Fifty years ago, Dinsdale’s father captured the most famous footage ever of something he claimed to be Nessie. Specialists from Britain’s Royal Air Force analyzed the film and concluded it was not a boat or a submarine.

“You should never discount eyewitnesses,” he told the BBC. “More than 1,000 people, I think, are recorded as having seen something large in the loch… seen pretty much the same thing – we’ve described the same thing … I’m experienced at looking at evidence. And I can tell you that … on the balance of probabilities, there is something large and unknown living in this loch.”

Other lake monsters have challenged Nessie for public recognition.


A three-humped creature, known as Bow-Nessie, has been reported several times in England’s Lake Windermere near the town of Bowness.


And many people have claimed to witness Sweden’s favorite, Selma – perhaps seen here streaking across Lake Seljordsvatnet.

Cryptozoologists, who study reports of unknown animals, say that an interesting fact about Nessie and her cousins is that they mostly inhabit lakes that are at roughly the same latitude, all around the world.

For example, thousands of miles away in Lake Tahoe, California, but at roughly the same latitude as Nessie, Bow-Nessie, Selma and others like Brosnya in Siberia’s Lake Brosno, there are several sightings of Tessie each year.


Cave Rock, Lake Tahoe, perhaps home to Tessie. Photo by Abel Jones

Cave Rock was sacred to the Washoe people, who spoke of a creature who inhabited the water around the rock. And after Jacques Cousteau, the French oceanographer, explored the area in the 1970s, he announced that the world was not ready for what he had encountered in its depths, more than 1,600 feet down – deep enough for any creature who likes to guard her privacy.

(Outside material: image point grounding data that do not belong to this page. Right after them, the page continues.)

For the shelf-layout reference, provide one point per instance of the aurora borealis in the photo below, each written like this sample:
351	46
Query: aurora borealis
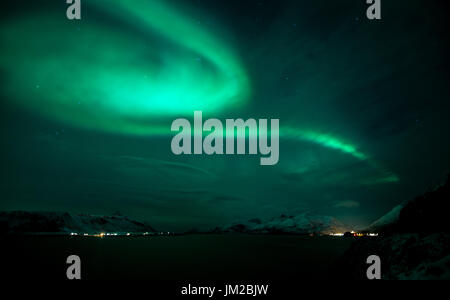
87	107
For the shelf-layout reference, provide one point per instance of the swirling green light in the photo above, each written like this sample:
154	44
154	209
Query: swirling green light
158	64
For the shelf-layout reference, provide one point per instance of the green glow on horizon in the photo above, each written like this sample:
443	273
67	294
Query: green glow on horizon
131	81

But Nessie remains the queen of our imagination, albeit carefully nurtured by the Loch Ness tourist industry.

Jonathan Sale, who attended the Edinburgh symposium for The Guardian, concluded that “the monster resembles an aquatic version of Schrödinger’s cat, both existing and not existing.”

In quantum physicist Erwin Schrodinger’s famous thought experiment, the infinite wave-like possibilities of his kitty have to collapse into a single form when an observer opens the box. That means that for the foreseeable future, Nessie can continue to ride her own wave of infinite possibilities – just as long as no one observes too closely.